[Qemu-commits] [qemu/qemu] b660a8: job: take each job's lock individuall

qemu-commits

[Date Prev][Date Next][Thread Prev][Thread Next][Date Index][Thread Index]

[Qemu-commits] [qemu/qemu] b660a8: job: take each job's lock individuall

From:	Peter Maydell
Subject:	[Qemu-commits] [qemu/qemu] b660a8: job: take each job's lock individually in job_txn_...
Date:	Tue, 07 Apr 2020 13:00:16 -0700

  Branch: refs/heads/master
  Home:   https://github.com/qemu/qemu
  Commit: b660a84bbb0eb1a76b505648d31d5e82594fb75e
      
https://github.com/qemu/qemu/commit/b660a84bbb0eb1a76b505648d31d5e82594fb75e
  Author: Stefan Reiter <address@hidden>
  Date:   2020-04-07 (Tue, 07 Apr 2020)

  Changed paths:
    M blockdev.c
    M job-qmp.c
    M job.c
    M tests/test-blockjob.c

  Log Message:
  -----------
  job: take each job's lock individually in job_txn_apply

All callers of job_txn_apply hold a single job's lock, but different
jobs within a transaction can have different contexts, thus we need to
lock each one individually before applying the callback function.

Similar to job_completed_txn_abort this also requires releasing the
caller's context before and reacquiring it after to avoid recursive
locks which might break AIO_WAIT_WHILE in the callback. This is safe, since
existing code would already have to take this into account, lest
job_completed_txn_abort might have broken.

This also brings to light a different issue: When a callback function in
job_txn_apply moves it's job to a different AIO context, callers will
try to release the wrong lock (now that we re-acquire the lock
correctly, previously it would just continue with the old lock, leaving
the job unlocked for the rest of the return path). Fix this by not caching
the job's context.

This is only necessary for qmp_block_job_finalize, qmp_job_finalize and
job_exit, since everyone else calls through job_exit.

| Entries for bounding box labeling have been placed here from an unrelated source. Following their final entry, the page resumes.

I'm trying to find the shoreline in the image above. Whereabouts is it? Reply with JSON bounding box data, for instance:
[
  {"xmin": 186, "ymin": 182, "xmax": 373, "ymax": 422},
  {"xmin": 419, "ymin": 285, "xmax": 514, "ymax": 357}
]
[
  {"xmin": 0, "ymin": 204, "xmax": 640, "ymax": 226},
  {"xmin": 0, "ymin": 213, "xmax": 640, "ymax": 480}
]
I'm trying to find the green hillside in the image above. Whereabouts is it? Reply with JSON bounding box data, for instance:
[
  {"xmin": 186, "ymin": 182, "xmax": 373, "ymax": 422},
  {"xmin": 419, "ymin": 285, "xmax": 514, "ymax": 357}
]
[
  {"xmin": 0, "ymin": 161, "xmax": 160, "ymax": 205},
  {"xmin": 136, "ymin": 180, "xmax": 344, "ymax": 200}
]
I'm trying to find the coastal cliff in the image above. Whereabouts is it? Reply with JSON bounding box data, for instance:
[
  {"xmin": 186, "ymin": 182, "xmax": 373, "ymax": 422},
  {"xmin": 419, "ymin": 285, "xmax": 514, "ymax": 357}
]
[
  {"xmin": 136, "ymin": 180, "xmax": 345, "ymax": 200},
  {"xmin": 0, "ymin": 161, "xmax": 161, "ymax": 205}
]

One test needed adapting, since it calls job_finalize directly, so it
manually needs to acquire the correct context.

Signed-off-by: Stefan Reiter <address@hidden>
Message-Id: <address@hidden>
Signed-off-by: Kevin Wolf <address@hidden>


  Commit: 08558e33257ec796594bd411261028a93414a70c
      
https://github.com/qemu/qemu/commit/08558e33257ec796594bd411261028a93414a70c
  Author: Stefan Reiter <address@hidden>
  Date:   2020-04-07 (Tue, 07 Apr 2020)

  Changed paths:
    M block/replication.c

  Log Message:
  -----------
  replication: assert we own context before job_cancel_sync

job_cancel_sync requires the job's lock to be held, all other callers
already do this (replication_stop, drive_backup_abort,
blockdev_backup_abort, job_cancel_sync_all, cancel_common).

In this case we're in a BlockDriver handler, so we already have a lock,
just assert that it is the same as the one used for the commit_job.

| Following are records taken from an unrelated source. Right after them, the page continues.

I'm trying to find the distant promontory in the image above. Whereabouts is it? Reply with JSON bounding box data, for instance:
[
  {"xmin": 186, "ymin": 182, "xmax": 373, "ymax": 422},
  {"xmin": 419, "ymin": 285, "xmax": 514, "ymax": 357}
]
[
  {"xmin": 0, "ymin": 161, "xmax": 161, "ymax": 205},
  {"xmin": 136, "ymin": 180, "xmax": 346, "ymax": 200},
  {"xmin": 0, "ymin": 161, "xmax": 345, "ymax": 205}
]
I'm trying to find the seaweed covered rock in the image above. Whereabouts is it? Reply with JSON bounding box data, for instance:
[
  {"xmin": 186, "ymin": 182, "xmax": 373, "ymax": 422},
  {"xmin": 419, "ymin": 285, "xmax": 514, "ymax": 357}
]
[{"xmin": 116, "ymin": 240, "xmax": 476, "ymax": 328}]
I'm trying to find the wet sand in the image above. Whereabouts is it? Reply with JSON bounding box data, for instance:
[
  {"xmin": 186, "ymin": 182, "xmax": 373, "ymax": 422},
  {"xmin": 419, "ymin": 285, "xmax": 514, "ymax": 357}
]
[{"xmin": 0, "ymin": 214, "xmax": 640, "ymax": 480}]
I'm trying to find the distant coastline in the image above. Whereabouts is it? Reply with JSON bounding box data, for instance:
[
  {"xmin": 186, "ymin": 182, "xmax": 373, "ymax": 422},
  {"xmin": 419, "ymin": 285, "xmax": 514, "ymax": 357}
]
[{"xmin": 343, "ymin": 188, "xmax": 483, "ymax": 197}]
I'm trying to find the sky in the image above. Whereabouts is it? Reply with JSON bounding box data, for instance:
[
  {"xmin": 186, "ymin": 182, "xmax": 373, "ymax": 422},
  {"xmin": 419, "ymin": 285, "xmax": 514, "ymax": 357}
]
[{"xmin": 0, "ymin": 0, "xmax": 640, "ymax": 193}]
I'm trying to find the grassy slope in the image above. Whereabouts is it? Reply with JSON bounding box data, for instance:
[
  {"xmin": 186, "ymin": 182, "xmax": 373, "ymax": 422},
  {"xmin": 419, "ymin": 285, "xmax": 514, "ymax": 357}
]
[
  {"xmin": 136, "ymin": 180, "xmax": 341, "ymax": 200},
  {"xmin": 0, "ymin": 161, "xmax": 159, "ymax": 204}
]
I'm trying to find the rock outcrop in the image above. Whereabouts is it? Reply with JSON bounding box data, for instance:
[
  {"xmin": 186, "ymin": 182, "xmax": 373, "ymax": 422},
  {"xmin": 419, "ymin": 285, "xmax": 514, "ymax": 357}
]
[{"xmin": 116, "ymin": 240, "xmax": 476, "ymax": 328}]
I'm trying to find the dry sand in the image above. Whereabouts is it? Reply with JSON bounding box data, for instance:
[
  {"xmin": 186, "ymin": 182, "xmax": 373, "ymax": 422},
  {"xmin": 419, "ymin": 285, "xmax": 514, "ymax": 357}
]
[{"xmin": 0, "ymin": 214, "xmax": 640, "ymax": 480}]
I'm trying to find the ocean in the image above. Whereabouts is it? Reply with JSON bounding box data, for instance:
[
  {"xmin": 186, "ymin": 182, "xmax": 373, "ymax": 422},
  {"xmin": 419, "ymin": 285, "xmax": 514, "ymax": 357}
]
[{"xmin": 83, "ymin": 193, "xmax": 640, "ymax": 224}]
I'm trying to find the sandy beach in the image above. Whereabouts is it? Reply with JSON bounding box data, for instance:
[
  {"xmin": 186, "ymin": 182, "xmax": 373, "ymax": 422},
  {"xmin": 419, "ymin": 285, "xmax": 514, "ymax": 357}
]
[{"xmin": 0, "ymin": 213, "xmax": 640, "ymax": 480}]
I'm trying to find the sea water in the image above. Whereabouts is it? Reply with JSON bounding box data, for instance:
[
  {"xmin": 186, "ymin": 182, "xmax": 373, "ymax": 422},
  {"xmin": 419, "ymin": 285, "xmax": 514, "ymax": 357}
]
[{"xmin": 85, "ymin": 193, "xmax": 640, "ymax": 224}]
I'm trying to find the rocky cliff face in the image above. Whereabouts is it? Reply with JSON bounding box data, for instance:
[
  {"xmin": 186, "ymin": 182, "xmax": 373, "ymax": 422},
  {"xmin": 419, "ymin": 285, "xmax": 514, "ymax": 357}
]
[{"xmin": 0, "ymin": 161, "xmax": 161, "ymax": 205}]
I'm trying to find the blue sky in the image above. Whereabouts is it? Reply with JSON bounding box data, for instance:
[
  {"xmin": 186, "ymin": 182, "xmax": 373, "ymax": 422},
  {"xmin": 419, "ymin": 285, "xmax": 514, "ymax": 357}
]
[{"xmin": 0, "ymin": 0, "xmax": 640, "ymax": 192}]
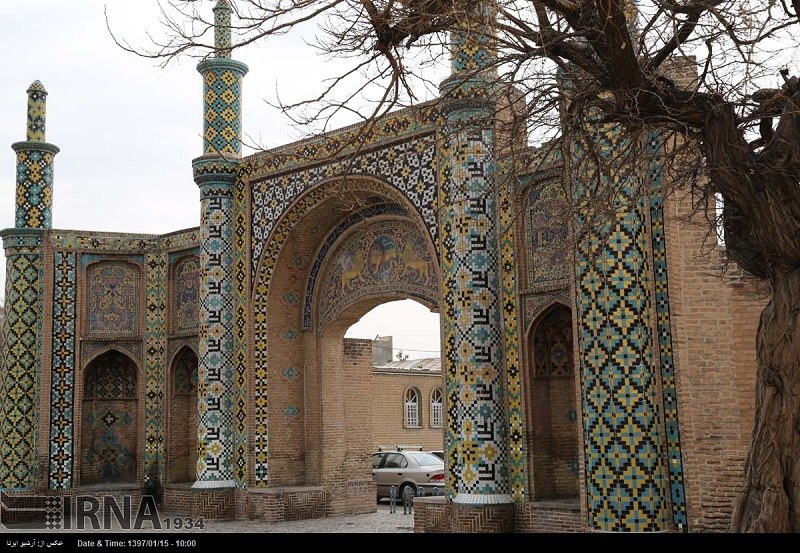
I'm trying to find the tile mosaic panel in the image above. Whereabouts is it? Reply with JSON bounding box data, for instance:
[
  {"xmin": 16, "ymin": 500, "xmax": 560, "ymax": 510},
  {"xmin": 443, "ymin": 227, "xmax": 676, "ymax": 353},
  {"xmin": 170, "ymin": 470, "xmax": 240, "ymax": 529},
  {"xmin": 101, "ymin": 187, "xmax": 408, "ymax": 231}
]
[
  {"xmin": 251, "ymin": 135, "xmax": 437, "ymax": 280},
  {"xmin": 304, "ymin": 204, "xmax": 407, "ymax": 330},
  {"xmin": 439, "ymin": 118, "xmax": 511, "ymax": 501},
  {"xmin": 144, "ymin": 252, "xmax": 167, "ymax": 476},
  {"xmin": 647, "ymin": 132, "xmax": 689, "ymax": 532},
  {"xmin": 525, "ymin": 179, "xmax": 570, "ymax": 287},
  {"xmin": 197, "ymin": 183, "xmax": 234, "ymax": 482},
  {"xmin": 48, "ymin": 251, "xmax": 77, "ymax": 490},
  {"xmin": 172, "ymin": 256, "xmax": 200, "ymax": 332},
  {"xmin": 0, "ymin": 240, "xmax": 42, "ymax": 489},
  {"xmin": 233, "ymin": 175, "xmax": 250, "ymax": 488},
  {"xmin": 13, "ymin": 147, "xmax": 58, "ymax": 228},
  {"xmin": 197, "ymin": 58, "xmax": 247, "ymax": 155},
  {"xmin": 315, "ymin": 221, "xmax": 439, "ymax": 331},
  {"xmin": 252, "ymin": 177, "xmax": 433, "ymax": 487},
  {"xmin": 86, "ymin": 261, "xmax": 139, "ymax": 336},
  {"xmin": 498, "ymin": 176, "xmax": 526, "ymax": 503}
]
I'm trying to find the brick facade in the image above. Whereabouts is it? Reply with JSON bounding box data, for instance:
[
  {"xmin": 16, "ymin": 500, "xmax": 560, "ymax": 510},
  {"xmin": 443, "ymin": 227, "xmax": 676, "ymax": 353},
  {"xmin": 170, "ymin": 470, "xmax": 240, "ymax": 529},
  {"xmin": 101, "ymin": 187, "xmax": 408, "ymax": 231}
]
[{"xmin": 0, "ymin": 7, "xmax": 764, "ymax": 532}]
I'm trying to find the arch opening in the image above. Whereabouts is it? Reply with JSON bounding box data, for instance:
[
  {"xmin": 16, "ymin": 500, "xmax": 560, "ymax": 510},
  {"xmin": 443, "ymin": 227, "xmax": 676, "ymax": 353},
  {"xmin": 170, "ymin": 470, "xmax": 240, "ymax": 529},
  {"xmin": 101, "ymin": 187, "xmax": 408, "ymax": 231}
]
[
  {"xmin": 167, "ymin": 346, "xmax": 198, "ymax": 483},
  {"xmin": 527, "ymin": 303, "xmax": 580, "ymax": 500},
  {"xmin": 81, "ymin": 350, "xmax": 139, "ymax": 484}
]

Signed-off-by: Stefan Reiter <address@hidden>
Message-Id: <address@hidden>
Signed-off-by: Kevin Wolf <address@hidden>


  Commit: eca0f3524a4eb57d03a56b0cbcef5527a0981ce4
      
https://github.com/qemu/qemu/commit/eca0f3524a4eb57d03a56b0cbcef5527a0981ce4
  Author: Stefan Reiter <address@hidden>
  Date:   2020-04-07 (Tue, 07 Apr 2020)

  Changed paths:
    M block/backup.c

  Log Message:
  -----------
  backup: don't acquire aio_context in backup_clean

All code-paths leading to backup_clean (via job_clean) have the job's
context already acquired. The job's context is guaranteed to be the same
as the one used by backup_top via backup_job_create.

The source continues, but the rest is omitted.